Bonn: German Development Institute / Deutsches Institut für Entwicklungspolitik (DIE)
Dt. Ausg. u.d.T.:
Welche Chancen bieten die neuen internationalen Investitionsabkommen der EU für Entwicklungsländer?
(Analysen und Stellungnahmen 10/2012)
The issue of how foreign direct investment (FDI) can contribute to sustainable development processes is becoming increasingly important for many developing countries. For a long time now the issue from a development policy point of view has no longer been around how to increase the quantity of investment inflows. The quality of FDI and the contribution they make to environment-friendly and inclusive growth processes is just as important. This is accompanied by a desire on the part of many developing countries to more strongly regulate their investment inflows in order to increase their positive effects on development. This shift in focus is not just a consequence of the disillusionment that many developing countries have experienced given the minor economic benefits stemming from the liberalization of their investment regimes in the 1980s and 1990s. It is also a result of the economic success of emerging countries which frequently do not implement these recommendations for liberalization one-on-one. Furthermore the coherence of investment agreements also has to play a greater role in light of new systemic risks such as global finance and climate risks and increased interlinking between different areas of policy.
Against this backdrop, the role and substance of international investment agreements (IIA) have been subject to intense discussion in recent times. IIAs were traditionally negotiated as tools to protect from western companies’ FDI in politically unstable developing countries.
This one-sided focus for IIAs is no longer appropriate today: the global investment regime is in a period of change which calls the traditional North-South logic behind IIAs into question. It is no longer just North American, European and Japanese companies that invest abroad but also their Chinese, Brazilian and Indian competitors.
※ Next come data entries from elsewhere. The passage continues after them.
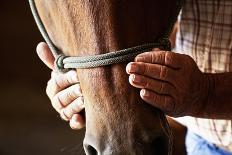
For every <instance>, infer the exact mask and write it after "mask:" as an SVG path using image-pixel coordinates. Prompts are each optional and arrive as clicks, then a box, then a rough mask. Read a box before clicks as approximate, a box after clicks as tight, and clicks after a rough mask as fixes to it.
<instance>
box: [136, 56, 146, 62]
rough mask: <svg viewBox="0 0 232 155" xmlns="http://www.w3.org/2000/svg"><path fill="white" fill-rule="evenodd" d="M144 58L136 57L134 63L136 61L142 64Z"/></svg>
mask: <svg viewBox="0 0 232 155" xmlns="http://www.w3.org/2000/svg"><path fill="white" fill-rule="evenodd" d="M144 60H145V59H144V57H143V56H138V57H136V58H135V61H137V62H144Z"/></svg>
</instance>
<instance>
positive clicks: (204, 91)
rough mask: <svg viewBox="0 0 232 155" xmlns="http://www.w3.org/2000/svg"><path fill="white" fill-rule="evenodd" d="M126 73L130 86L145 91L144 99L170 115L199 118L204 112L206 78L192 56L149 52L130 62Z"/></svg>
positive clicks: (163, 52)
mask: <svg viewBox="0 0 232 155" xmlns="http://www.w3.org/2000/svg"><path fill="white" fill-rule="evenodd" d="M126 71H127V73H128V74H129V75H130V76H129V82H130V84H131V85H132V86H134V87H137V88H141V91H140V95H141V98H142V99H143V100H145V101H146V102H148V103H149V104H151V105H153V106H155V107H157V108H159V109H161V110H163V111H164V112H165V113H166V114H168V115H170V116H185V115H191V116H198V114H199V113H201V112H202V111H203V110H204V109H203V108H204V104H203V103H204V101H205V99H206V98H207V97H206V94H207V93H206V92H205V91H206V87H205V85H206V83H205V81H206V80H205V75H204V74H203V73H202V72H201V71H200V70H199V69H198V67H197V65H196V63H195V62H194V60H193V59H192V58H191V57H190V56H187V55H184V54H177V53H173V52H168V51H151V52H146V53H142V54H140V55H138V56H137V57H136V58H135V62H131V63H129V64H128V65H127V67H126Z"/></svg>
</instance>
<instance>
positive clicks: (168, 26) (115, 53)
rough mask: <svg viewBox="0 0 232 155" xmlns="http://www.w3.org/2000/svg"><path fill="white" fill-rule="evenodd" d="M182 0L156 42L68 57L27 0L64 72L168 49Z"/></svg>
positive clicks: (41, 32)
mask: <svg viewBox="0 0 232 155" xmlns="http://www.w3.org/2000/svg"><path fill="white" fill-rule="evenodd" d="M182 1H183V0H179V1H178V3H177V4H176V5H177V6H176V8H177V9H176V15H175V16H173V18H172V19H171V22H170V25H168V27H167V31H166V32H165V33H164V35H163V37H162V39H160V40H158V41H157V43H148V44H144V45H140V46H135V47H131V48H127V49H124V50H120V51H114V52H110V53H106V54H100V55H93V56H84V57H70V56H64V55H62V54H59V53H60V52H59V51H58V50H57V48H56V47H55V45H54V44H53V42H52V41H51V39H50V38H49V35H48V33H47V31H46V29H45V27H44V25H43V23H42V21H41V18H40V17H39V14H38V11H37V9H36V5H35V2H34V0H29V4H30V7H31V10H32V14H33V16H34V19H35V21H36V24H37V26H38V28H39V30H40V32H41V34H42V36H43V38H44V39H45V41H46V42H47V44H48V46H49V48H50V49H51V51H52V54H53V55H54V57H55V59H56V60H55V64H56V69H57V70H59V71H60V72H65V71H67V69H74V68H79V69H80V68H93V67H100V66H106V65H112V64H115V63H122V62H125V61H130V60H133V59H134V58H135V57H136V56H137V55H138V54H140V53H143V52H146V51H150V50H151V49H152V48H161V49H163V50H170V49H171V46H170V42H169V39H168V36H169V34H170V33H171V30H172V27H173V25H174V23H175V21H176V18H177V16H178V13H179V11H180V9H181V6H182Z"/></svg>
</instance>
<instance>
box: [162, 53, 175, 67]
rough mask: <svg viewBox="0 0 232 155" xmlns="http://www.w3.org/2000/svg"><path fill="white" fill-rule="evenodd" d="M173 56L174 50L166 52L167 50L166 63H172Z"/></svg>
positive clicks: (165, 53)
mask: <svg viewBox="0 0 232 155" xmlns="http://www.w3.org/2000/svg"><path fill="white" fill-rule="evenodd" d="M173 56H174V55H173V53H172V52H168V51H166V52H165V57H164V62H165V64H167V65H169V64H172V61H173Z"/></svg>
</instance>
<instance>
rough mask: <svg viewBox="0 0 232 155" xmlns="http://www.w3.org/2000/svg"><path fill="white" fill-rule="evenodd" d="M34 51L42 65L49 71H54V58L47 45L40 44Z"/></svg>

The need for better consideration of public and private interests in IIAs is also growing in industrialized countries as a result of the increase in reciprocal investment flows.
Against this background the European Union (EU) has implemented a far-reaching institutional reform of its Common Commercial Policy as a result of the Lisbon Treaty: negotiating European IIAs now falls under the overall competency of the EU and no longer just the Member States.
This merging of trade and investment policy making at EU level provides new starting points for future IIAs to be drafted in a more development-friendly manner. Development policy actors should pay greater attention to this policy area in order to increase the potential for FDI to promote sustainable development processes. The formal options for pressing for greater coherence between investment and development policy have increased as a result of Lisbon. In order to use this room to manoeuvre more effectively developing countries need additional support to increase their negotiating capacities.